Friday, May 29, 2015

ARTIST SPACES: New Orleans, Tina Freeman's Bk & Exhibition. Studio as Oasis for Artistic Process


News- Foreword Reviews Award
https://indiefab.forewordreviews.com/winners/2014/photography/


This is the first study of artists in their working spaces with their work, as part of their process.  Katrina anniversary is 8/29, gives this story poignancy. Many of the artists recreated their studios with a new sense of the importance of place, 

The work is on view at THE OGDEN MUSEUM OF SOUTHERN ART. It's interesting to see the artists' work in their studios in the book and then to see it on the white walls of the Museum. It looks very different .




The book is published by University of Louisiana at Lafayette Press www.ULPRESS.org

Tina Freeman has been photographing artists and their interiors from the early years of her career in New York, when she photographed Diana Vreeland and Andy Warhol. Also an accomplished photographer of architecture, landscapes and portraits, her work has graced magazines, such as House and Garden, Connoisseur and The New York Times Magazine. Her fine art photographs have been exhibited in New Orleans, New York, Los Angeles and London.

For ARTIST SPACES NEW ORLEANS she joined co-author Morgan Molthrop, to show the diversity of art and artists that has exploded in New Orleans, since the devastation of Katrina. Freeman, says Molthrop, is enormously skilled at the use of natural light and demonstrates a rare sensitivity to both artists and their spaces. She was given unusual accessibility and the book grew from the collaborative nature of the project.
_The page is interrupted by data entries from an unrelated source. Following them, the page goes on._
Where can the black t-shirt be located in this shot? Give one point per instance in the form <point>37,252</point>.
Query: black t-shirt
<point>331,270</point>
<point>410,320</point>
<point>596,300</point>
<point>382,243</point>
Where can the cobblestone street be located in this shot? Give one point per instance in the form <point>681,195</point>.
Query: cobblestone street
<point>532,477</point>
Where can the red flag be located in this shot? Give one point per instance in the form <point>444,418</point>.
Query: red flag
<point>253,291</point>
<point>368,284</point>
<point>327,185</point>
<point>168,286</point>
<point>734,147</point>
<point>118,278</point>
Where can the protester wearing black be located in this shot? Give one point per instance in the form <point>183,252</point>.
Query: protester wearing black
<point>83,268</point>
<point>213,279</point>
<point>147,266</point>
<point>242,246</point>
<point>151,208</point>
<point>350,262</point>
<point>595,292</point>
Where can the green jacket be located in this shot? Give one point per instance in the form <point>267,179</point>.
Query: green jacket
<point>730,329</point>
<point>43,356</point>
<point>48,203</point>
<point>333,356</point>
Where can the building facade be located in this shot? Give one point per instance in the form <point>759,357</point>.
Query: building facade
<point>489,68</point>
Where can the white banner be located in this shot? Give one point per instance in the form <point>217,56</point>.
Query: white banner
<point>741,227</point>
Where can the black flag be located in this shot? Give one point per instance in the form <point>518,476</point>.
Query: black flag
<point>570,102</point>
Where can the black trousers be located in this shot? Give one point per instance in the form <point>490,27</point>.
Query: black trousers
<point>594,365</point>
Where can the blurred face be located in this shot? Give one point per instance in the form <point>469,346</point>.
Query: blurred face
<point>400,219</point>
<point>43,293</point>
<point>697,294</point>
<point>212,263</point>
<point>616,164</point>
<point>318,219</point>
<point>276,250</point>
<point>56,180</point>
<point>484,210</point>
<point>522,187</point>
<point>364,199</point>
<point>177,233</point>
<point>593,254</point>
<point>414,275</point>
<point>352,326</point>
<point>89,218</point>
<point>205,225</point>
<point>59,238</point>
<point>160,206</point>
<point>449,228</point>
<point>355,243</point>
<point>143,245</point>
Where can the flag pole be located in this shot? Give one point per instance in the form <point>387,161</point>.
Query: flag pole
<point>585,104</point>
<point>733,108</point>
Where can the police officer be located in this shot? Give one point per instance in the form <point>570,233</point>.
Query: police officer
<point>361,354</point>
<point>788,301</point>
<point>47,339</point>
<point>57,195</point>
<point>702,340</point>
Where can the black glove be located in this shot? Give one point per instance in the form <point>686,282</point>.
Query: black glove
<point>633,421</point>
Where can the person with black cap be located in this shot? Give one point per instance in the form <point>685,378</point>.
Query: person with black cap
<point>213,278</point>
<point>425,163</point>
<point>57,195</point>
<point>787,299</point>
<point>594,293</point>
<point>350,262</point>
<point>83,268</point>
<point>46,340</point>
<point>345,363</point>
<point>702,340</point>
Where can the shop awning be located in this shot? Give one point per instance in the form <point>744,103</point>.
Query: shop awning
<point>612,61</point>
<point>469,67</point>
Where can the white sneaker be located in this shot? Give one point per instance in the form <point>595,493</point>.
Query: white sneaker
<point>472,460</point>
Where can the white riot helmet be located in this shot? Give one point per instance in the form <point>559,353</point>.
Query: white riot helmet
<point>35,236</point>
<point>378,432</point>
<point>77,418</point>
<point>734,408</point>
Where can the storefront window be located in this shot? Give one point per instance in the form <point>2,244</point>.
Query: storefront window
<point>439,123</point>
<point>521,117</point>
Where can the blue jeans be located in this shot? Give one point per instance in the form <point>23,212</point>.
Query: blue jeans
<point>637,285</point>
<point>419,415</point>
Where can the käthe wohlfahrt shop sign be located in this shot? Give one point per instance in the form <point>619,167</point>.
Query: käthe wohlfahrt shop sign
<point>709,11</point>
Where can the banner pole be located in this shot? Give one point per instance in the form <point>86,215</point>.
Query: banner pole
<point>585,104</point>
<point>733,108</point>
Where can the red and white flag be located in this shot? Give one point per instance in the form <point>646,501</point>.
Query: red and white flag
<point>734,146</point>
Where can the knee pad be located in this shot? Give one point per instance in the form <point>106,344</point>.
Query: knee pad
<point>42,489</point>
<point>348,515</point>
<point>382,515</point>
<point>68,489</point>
Tina and Morgan spent 2 and a half years choosing photos and laying out art, as Morgan conducted interviews  and the community grew with the book. It mirrors New Orleans natives and those new to town, environments that seem highly personal with totemic objects, others as controlled as industrial space. There's work that's fleeting, of the moment, or substantial as stone or metal.  Seen in its native environment it's revelatory.

What's universal is that these spaces are natural, part of  the personality of the artist  and  their intellectual  emotional process of their work. A studio is a safe oasis, says Malthrop, where artists can leave their bodies behind. What you see in ARTISTS SPACES is a profound sense of place. There are artists in this book who are going to the Venice Biennial, others  whose space no longer  exists. All are linked by community. The community of artists, who often live in their work spaces, are celebrated in this unusual book.